A solid outline of the challenges, but a simplistic understanding of the proposed solutions. You don't put 100,000 colonists in orbit as fast as possible and put them to work building a metropolis on Mars. You put a few fertile and healthy couples on Mars at a time, over and over, and you grow the colony over hundreds of years. In fact, you grow several independent ones simultaneously, so one can evacuate to others in the event of an emergency. An additional 300 launches spread out over, say, six Earth-Mars launch windows (about 10 years) could mean 1200-1800 colonists, not counting any children they may have, and the infrastructure, agriculture, and industry involved in supporting those people would grow with the population. It would be heavily reliant on Earth for a long time, but that reliance could slowly disappear over time as Martian humans make do with what they can produce themselves, which could end up being a lot more than we can imagine with today's technology.

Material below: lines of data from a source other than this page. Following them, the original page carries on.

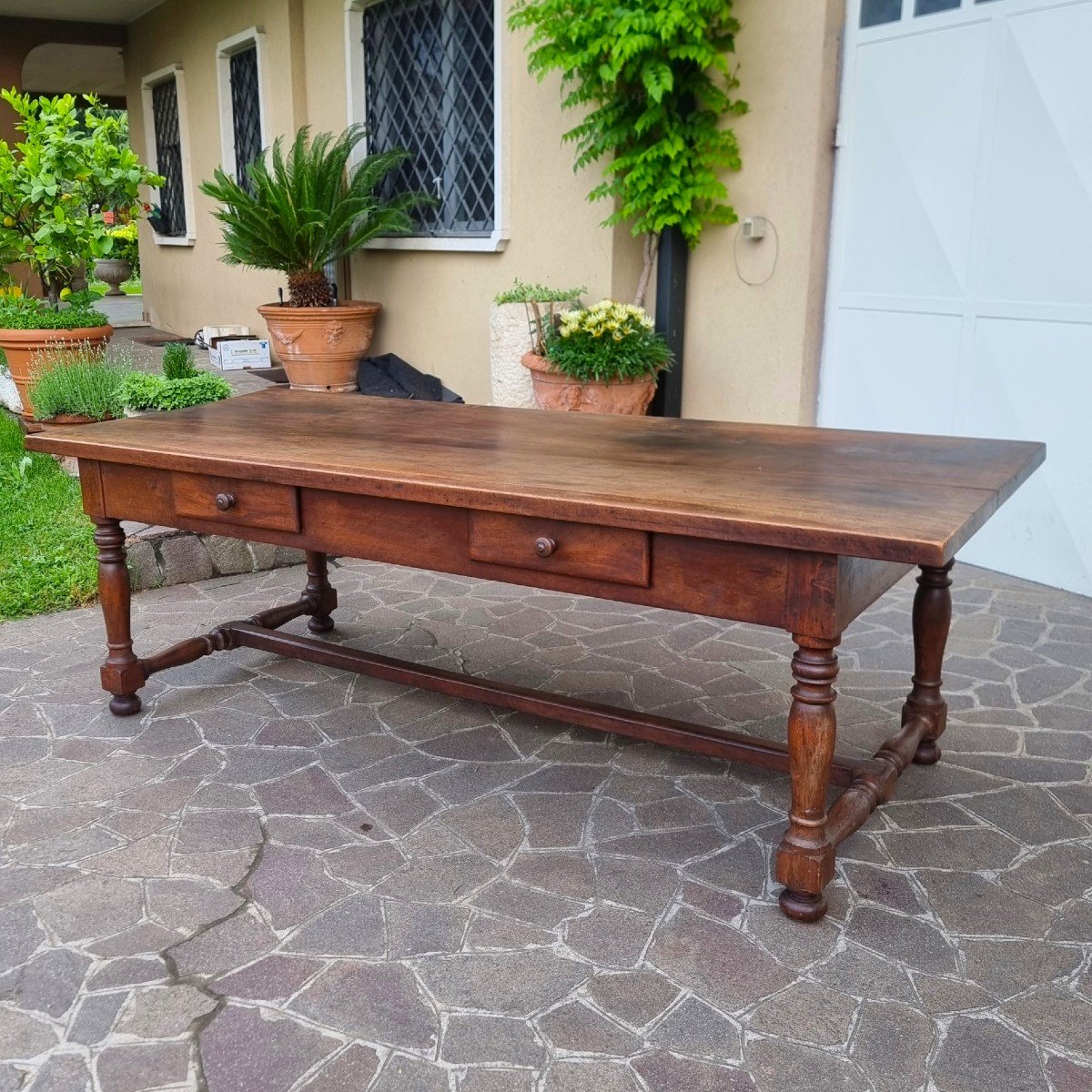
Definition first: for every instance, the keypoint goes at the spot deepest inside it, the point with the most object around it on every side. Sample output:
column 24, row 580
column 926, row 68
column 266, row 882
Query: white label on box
column 235, row 355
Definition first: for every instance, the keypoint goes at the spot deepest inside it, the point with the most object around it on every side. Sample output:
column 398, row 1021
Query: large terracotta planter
column 22, row 347
column 555, row 391
column 319, row 347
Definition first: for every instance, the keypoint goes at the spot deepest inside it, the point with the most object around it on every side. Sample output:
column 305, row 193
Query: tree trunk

Of course, also on those timescales (centuries), the ability to recolonize Earth is questionable. Even the first human that grows up on Mars would have a great deal of trouble adapting to Earth, which would have three times his or her native gravity! They could probably do it with some fancy exoskeleton technology that might not exist yet, but their bones wouldn't be used to the stress at all, and they could easily have some crippling agoraphobia. But who knows what other adaptations the human body will undergo, given enough time. If anything, colonizing Mars is a stepping stone to a mostly space-faring civilization, but that's far, far into the future.